En un brusque mouvement, le polymorphe poussa le citéen à terre. L'épaule tapa le sol mou de cet espace à vide. Un claquement coordonné s'éleva dans la nuit. Le visage nappé de poussière, il regarda vers le haut. La volée de carreaux d'arbalètes avait transpercé les deux êtres bestiaux. Effondrés sur le dos, ils gisaient sans souffle.

Aklameon comprit les derniers échanges, la zone était le lieu où on appliquait les sentences à Klabem'Tan. La mère avait saisi ce qu'on leur réservait et avait accepté. Les paupières inférieures couvertes de larmes, il fixait la capitaine qui approchait de lui.

- Nous avions un accord lui, lui cria-t-il.

- Je n'ai jamais donné ma parole pour relâcher ces choses. Et si vous y teniez, dites-vous qu'elles sont mortes comme tous condamnés pour meurtre. Expliqua la femme avec un détachement sévère.

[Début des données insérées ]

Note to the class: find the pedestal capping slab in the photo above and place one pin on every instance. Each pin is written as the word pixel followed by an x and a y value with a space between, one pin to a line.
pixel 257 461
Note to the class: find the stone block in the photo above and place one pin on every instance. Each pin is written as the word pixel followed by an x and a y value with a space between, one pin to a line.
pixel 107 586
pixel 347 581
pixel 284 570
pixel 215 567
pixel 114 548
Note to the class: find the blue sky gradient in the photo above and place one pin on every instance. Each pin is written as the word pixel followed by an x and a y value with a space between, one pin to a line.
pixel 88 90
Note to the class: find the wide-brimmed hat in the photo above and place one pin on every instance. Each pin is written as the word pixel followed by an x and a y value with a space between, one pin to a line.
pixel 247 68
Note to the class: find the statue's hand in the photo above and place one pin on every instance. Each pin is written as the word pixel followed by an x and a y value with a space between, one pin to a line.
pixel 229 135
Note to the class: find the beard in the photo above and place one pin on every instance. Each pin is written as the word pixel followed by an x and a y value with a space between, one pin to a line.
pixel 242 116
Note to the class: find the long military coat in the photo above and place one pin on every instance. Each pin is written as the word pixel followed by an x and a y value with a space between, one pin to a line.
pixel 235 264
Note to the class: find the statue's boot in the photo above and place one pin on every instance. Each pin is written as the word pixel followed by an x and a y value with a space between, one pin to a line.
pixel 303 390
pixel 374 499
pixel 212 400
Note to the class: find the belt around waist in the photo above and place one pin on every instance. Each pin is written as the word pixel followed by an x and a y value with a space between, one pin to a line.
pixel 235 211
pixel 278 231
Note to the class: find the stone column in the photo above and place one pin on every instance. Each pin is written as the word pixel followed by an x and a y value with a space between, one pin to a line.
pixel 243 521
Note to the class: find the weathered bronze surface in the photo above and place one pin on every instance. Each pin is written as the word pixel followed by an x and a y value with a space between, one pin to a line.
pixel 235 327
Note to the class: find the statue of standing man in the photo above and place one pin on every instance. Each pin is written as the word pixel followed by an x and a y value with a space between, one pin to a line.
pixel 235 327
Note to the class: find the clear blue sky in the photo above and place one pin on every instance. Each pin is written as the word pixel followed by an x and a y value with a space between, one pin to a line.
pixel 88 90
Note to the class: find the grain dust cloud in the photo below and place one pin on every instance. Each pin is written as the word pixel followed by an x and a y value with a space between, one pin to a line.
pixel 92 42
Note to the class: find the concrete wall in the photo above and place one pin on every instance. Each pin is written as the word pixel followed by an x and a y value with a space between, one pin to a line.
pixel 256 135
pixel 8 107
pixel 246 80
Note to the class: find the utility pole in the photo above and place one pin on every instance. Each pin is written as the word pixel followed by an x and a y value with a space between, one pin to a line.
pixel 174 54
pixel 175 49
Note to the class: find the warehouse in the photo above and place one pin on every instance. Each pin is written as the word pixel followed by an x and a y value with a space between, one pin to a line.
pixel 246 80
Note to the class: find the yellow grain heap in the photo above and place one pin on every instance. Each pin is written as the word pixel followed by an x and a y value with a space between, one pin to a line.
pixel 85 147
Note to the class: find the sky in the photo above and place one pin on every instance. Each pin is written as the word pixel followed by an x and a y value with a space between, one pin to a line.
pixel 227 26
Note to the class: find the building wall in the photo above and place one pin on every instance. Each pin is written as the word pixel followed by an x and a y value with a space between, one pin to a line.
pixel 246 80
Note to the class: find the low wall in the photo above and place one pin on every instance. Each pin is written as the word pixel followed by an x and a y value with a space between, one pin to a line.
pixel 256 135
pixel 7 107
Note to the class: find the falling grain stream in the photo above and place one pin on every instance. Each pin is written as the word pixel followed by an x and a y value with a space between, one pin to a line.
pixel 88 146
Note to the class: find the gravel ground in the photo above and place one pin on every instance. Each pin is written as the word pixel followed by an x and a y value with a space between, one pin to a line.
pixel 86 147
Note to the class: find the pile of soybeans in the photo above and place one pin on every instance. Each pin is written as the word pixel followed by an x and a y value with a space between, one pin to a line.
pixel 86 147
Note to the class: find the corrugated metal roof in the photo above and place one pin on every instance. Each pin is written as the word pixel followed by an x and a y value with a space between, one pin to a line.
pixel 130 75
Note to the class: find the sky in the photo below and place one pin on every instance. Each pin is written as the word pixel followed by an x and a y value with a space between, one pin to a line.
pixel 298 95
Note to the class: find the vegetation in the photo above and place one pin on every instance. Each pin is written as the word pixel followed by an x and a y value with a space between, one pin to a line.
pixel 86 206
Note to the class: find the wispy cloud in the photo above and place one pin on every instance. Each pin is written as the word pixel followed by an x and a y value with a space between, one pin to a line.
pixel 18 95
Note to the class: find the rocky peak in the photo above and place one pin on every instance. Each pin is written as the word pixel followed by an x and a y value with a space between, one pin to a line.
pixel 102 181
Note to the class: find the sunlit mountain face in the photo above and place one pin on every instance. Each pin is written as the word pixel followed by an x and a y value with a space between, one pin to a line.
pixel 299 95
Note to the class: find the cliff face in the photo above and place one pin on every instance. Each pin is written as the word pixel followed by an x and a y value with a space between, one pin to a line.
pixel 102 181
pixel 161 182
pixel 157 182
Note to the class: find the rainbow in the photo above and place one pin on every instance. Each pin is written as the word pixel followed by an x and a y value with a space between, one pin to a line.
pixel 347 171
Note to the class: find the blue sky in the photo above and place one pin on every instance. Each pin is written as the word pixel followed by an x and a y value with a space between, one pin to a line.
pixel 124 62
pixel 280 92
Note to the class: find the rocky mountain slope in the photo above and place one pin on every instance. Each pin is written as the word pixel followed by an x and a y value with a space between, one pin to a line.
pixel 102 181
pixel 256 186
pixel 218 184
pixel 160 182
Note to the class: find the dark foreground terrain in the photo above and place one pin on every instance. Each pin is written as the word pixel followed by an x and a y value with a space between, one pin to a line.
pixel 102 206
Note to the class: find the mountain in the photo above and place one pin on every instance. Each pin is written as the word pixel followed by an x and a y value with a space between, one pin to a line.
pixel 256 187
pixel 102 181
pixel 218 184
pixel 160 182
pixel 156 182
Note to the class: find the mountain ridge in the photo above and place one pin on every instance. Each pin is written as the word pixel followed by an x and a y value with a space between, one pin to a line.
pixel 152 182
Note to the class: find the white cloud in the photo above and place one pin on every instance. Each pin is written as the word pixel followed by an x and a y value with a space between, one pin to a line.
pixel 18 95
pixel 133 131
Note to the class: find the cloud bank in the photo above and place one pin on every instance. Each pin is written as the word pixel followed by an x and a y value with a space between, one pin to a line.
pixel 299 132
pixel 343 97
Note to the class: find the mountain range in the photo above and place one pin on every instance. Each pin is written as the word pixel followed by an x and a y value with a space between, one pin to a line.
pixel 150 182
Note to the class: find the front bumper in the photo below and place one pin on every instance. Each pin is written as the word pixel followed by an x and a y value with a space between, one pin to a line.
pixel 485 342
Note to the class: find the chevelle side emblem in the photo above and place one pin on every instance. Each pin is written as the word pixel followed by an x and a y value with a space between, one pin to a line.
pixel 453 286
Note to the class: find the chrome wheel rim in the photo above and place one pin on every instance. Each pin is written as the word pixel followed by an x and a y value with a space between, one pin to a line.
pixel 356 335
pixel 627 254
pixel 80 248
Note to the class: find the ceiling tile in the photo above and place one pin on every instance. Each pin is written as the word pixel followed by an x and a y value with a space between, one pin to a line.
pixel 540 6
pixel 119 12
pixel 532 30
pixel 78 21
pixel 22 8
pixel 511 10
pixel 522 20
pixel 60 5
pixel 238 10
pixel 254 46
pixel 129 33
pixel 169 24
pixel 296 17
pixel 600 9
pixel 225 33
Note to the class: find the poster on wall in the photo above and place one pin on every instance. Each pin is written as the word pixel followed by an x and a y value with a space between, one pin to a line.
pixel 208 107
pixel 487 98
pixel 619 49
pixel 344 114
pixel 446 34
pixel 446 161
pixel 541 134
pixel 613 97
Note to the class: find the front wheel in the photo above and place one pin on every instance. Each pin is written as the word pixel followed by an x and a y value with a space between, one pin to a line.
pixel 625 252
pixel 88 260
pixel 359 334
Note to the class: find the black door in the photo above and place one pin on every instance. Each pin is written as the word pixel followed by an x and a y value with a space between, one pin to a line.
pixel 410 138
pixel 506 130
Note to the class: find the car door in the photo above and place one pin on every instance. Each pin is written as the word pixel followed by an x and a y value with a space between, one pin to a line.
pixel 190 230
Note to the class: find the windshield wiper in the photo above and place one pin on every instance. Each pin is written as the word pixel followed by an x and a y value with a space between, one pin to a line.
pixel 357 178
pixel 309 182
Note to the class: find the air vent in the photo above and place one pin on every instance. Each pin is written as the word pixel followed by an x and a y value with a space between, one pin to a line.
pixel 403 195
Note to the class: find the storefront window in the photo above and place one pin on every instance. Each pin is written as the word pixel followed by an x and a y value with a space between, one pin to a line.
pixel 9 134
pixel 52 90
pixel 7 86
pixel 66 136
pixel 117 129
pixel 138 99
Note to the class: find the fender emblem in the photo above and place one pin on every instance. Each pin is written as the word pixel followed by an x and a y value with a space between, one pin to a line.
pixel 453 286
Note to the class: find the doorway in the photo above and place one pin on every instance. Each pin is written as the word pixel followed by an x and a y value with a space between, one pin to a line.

L'homme se releva silencieux, s'épousât. Il ferma ses paupières et ravala sa colère. Il devait accepter ce que cette polymorphe avait accepté. Il avait mal, une charge se fixait dans son crâne, la tache indélébile d'une tentative ratée. Il jeta un dernier œil méprisant à la garde de Resig et enfouit en lui les dernières paroles chaleureuses d'un être qu'il n'eut pas le temps de connaître.

Il se tourna vers les deux corps meurtris de pointes. Il ne savait pas s'il existait une forme de cérémonie d'adieu chez les lythomédians. Alors, il les observa sans bouger. La nuit froide les couvrit d'une brise humide venue de la forêt qui glaçait les chairs.

Une petite main se glissa autour des doigts du grand brun et se resserra doucement. Il regarda à sa gauche, Delili scrutait les deux morts.

- T'as essayé ... murmura-t-elle.

- Ouais ... Les iris noirs se levèrent vers le ciel de ténèbres immensément sans lueur pour masquer ses remords.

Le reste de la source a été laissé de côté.